Burnt cars lie in the street as civilians are evacuated from Pokrovsk, Ukraine, by police on June 19.
Kostiantyn Liberov/Libkos/Getty Images
The fall of these three towns would create three separate crises for Kyiv. Firstly, they are the urban areas from which Ukraine defends the remainders of the Donetsk region it controls, without which its troops lack hubs for shelter and resupply. Secondly, their loss to Moscow would free up a significant number of Russian forces to push hard onto Kramatorsk and Sloviansk – the largest Donetsk towns still under Ukrainian control. Thirdly, this loss would leave Kyiv's forces exposed, defending the mostly open agricultural land – with few towns in the way – between the Donetsk region and its key city of Dnipro.
The pace of Moscow's advance – or at least the growing penetration of their attack drones into civilian areas – was witnessed by CNN in the eastern town of Dobropilia on Tuesday.
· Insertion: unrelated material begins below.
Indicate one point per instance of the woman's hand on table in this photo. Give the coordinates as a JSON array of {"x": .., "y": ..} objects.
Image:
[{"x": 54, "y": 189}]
The town came under sustained attack by Russian drones two weeks ago, hitting multiple civilian targets. Locals, fearfully awaiting police evacuation in the town, looked anxiously up to the sky, and said the threat from drones had quickly grown in the last few days.
A police official expressed surprise at the swift unravelling of Ukrainian control, and told CNN the civilian bus service to the city abruptly ended Monday, because of the security situation, leaving locals able to leave in armored police vans, or their own vehicles. On Saturday, local officials advised parents to evacuate their children themselves. But by Tuesday, they were ferrying out children and residents by the dozen. One elderly resident of the village of Biletske, evacuated on Tuesday, said his house had been set on fire by a drone attack on Monday, and then again on Tuesday.
Kyiv also faces an acute challenge in the town of Kostiantynivka, where its forces saw swift Russian advances in the past week to the south east and south west. Russian FPV attack drones can easily target vehicles inside the town, and killed the driver of a civilian van on Sunday, despite the explosive on the device not detonating.
Vasyl, a commander with the 93rd Mechanized brigade, said he had not been sent new personnel for eight months, and was forced to resupply frontline positions of only two men with drones, airlifting in food, water and ammunition.
'No one wants to fight', he said. 'The old personnel are left, they are tired and want to be replaced, but no one is replacing them.' He blamed Ukrainian officers for giving inaccurate reports of the front line to their superiors. 'A lot of things are not communicated and are hidden,' he said. 'We don't communicate a lot of things to our state. Our state doesn't communicate a lot of things to the people.'
Further north, near Kupiansk, about 60 miles east of Ukraine's second city Kharkiv, Russian troops have raced over the town's north, threatening a key supply road for Ukrainian forces to its West, taking the village of Radkivka. A Ukrainian source in the city described the situation as 'very fast moving,' and Russian analysts have said their forces are in the town's outskirts.
The accumulative effect of a Ukrainian manpower crisis, the turbulence of Kyiv's relationship with the Trump White House, and uncertain supplies of weaponry, are a perfect storm that has broken in the face of the vigor and persistence of a Russian summer offensive, whose progress is no longer incremental but is reshaping the conflict and bringing Putin closer to some of his goals fast.